The claim has appeared on multiple platforms, including a post (archived here) published on Facebook by Fanny Garcia-Torres on March 21, 2020. It opened:
Tonight from 11:40 pm nobody should be on the street. Doors and windows should remain closed as 5 helicopters spray disinfectants into the air to eradicate the coranavirus. Please process this information to all of your contacts
Users on social media only saw this:
The posts have been copied and pasted countless times, and many of them featured the same misspelling of coronavirus (spelled in the posts as coranavirus).
Here is just a sampling of countries and territories in which the posts and text messages have appeared (and the links to official denials in the country's media or on official government websites): Switzerland, Egypt, United Arab Emirates, Malaysia, Nepal, and Puerto Rico.
Gov't Dismisses Rumor About Schedule to Spray Disinfectant From Helicopters
A spokesperson for the Department of State of Puerto Rico denied the authenticity of a WhatsApp message that has been widely divulged among residents.
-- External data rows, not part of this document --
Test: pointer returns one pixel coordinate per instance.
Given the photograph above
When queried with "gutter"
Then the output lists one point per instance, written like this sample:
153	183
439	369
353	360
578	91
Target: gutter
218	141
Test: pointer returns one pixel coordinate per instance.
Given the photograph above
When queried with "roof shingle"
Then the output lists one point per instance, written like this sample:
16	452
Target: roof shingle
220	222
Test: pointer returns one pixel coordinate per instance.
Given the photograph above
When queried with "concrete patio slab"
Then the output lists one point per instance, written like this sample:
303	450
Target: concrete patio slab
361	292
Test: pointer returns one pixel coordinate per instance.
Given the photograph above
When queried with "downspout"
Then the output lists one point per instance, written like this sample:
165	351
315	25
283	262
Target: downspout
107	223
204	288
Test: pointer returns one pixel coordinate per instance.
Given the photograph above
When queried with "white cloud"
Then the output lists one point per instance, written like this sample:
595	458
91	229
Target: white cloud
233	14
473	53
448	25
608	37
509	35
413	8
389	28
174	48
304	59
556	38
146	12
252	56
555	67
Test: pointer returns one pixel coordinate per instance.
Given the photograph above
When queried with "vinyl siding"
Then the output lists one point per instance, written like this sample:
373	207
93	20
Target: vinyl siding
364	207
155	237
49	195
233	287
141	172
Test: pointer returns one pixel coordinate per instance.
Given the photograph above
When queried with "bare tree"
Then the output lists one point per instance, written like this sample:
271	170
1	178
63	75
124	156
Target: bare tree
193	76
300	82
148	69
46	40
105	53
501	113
According to the message, whose origin has not been confirmed, the government had scheduled a mass disinfecting spree tonight by aerial means in order to stop the spread of coronavirus (COVID-19) "Tonight as of 11:00 p.m.
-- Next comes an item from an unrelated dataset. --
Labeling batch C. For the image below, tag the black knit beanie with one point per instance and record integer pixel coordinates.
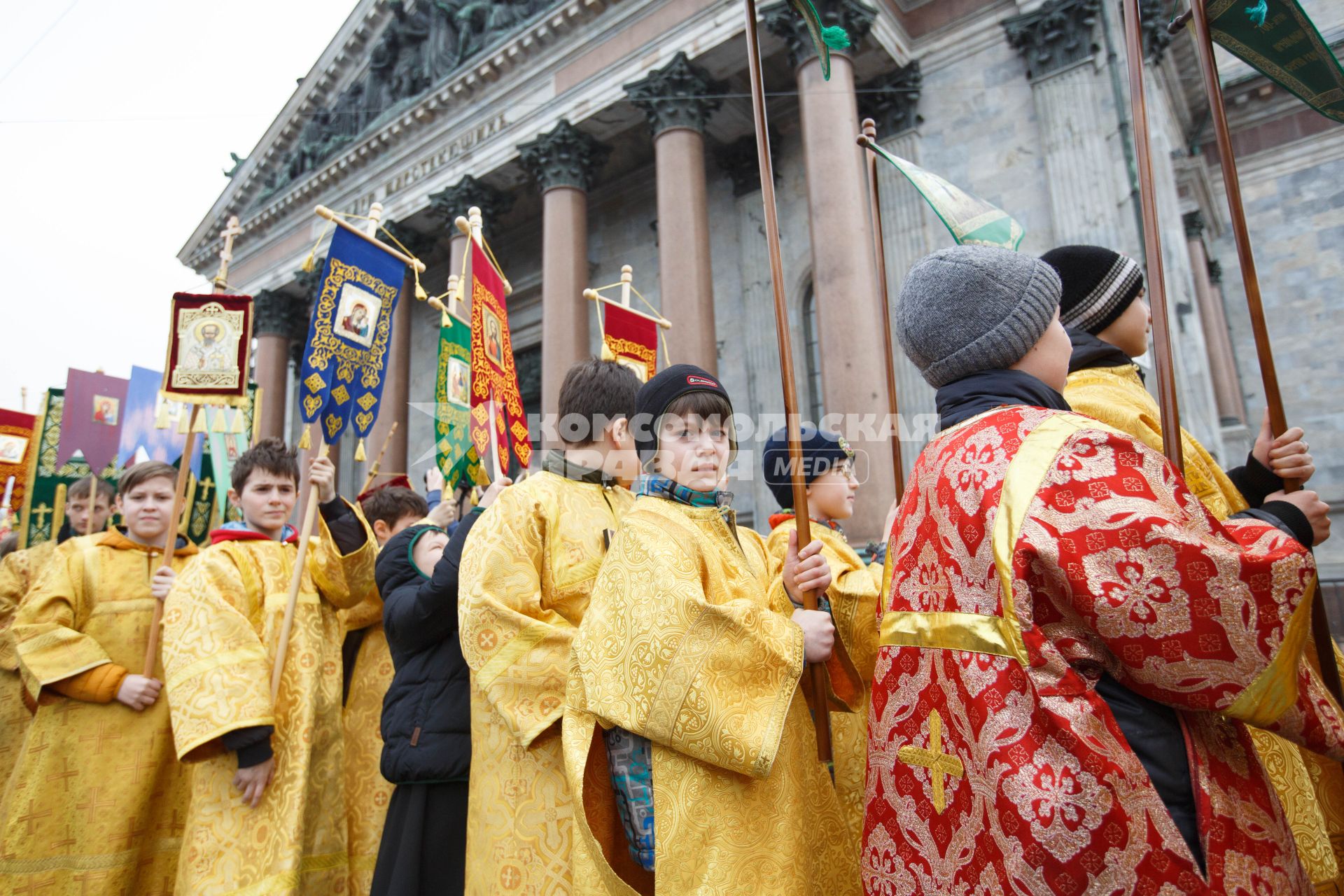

It took a few days, but the false rumor has made its way to the United States, prompting the New York City Emergency Management to issue a tweet:
NYC is aware of a rumor circulating regarding the spraying of disinfectant from helicopters in parts of Brooklyn, including Williamsburg and Borough Park. This rumor is FALSE. Trust Notify NYC for verified information about COVID-19 in NYC.-- NYCEM - Notify NYC (@NotifyNYC) March 22, 2020
There is currently no known cure or vaccine to prevent the novel coronavirus. As of March 22, 2020, the virus has killed at least 13,000 people around the world, according to CBS News.
The Centers for Disease Control and Prevention advises the best way to prevent illness is to avoid close contact with others. The CDC also suggests cleaning and disinfecting frequently touched surfaces daily.
Still, spraying disinfectants from helicopters would be a highly inefficient exercise and defies common sense. The claim is a hoax.
Concerns about the novel coronavirus pandemic have generated an onslaught of misinformation. Hoaxers are capitalizing on this moment of international concern to spread falsehoods and create unnecessary panic. This is just one of the latest false rumors to circulate online.